🤖 AI Summary
Large language models (LLMs) exhibit insufficient diagnostic accuracy for acute conditions in medical emergency consultations. Method: We propose MEDAS, a meta-learning–based hyper-learning framework that dynamically fuses diagnostic outputs from five state-of-the-art LLMs—Gemini, Llama, Grok, GPT, and Claude—modeling inter-model knowledge complementarity and task-specific adaptability to enable real-time, collaborative decision support in emergency settings.

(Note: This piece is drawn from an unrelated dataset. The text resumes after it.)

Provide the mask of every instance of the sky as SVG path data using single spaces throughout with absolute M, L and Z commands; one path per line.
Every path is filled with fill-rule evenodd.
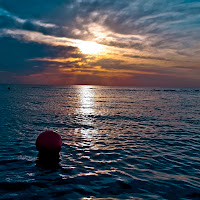
M 200 87 L 200 0 L 0 0 L 0 83 Z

Contribution/Results: Experimental evaluation shows the ensemble achieves 70% diagnostic accuracy—lower than the best individual model (85%) but significantly surpassing the average clinician performance (~62%). Crucially, MEDAS is the first framework to empirically validate a robust collective knowledge gain mechanism across multiple LLMs under high-uncertainty emergency tasks. It establishes an interpretable, scalable, and trustworthy multi-LLM collaboration paradigm for clinical AI, advancing reliability and transparency in safety-critical healthcare applications.
📝 Abstract
Medical decision-support and advising systems are critical for emergency physicians to quickly and accurately assess patients'conditions and make diagnosis. Artificial Intelligence (AI) has emerged as a transformative force in healthcare in recent years and Large Language Models (LLMs) have been employed in various fields of medical decision-support systems. We studied responses of a group of different LLMs to real cases in emergency medicine. The results of our study on five most renown LLMs showed significant differences in capabilities of Large Language Models for diagnostics acute diseases in medical emergencies with accuracy ranging between 58% and 65%. This accuracy significantly exceeds the reported accuracy of human doctors. We built a super-learner MEDAS (Medical Emergency Diagnostic Advising System) of five major LLMs - Gemini, Llama, Grok, GPT, and Claude). The super-learner produces higher diagnostic accuracy, 70%, even with a quite basic meta-learner. However, at least one of the integrated LLMs in the same super-learner produces 85% correct diagnoses. The super-learner integrates a cluster of LLMs using a meta-learner capable of learning different capabilities of each LLM to leverage diagnostic accuracy of the model by collective capabilities of all LLMs in the cluster. The results of our study showed that aggregated diagnostic accuracy provided by a meta-learning approach exceeds that of any individual LLM, suggesting that the super-learner can take advantage of the combined knowledge of the medical datasets used to train the group of LLMs.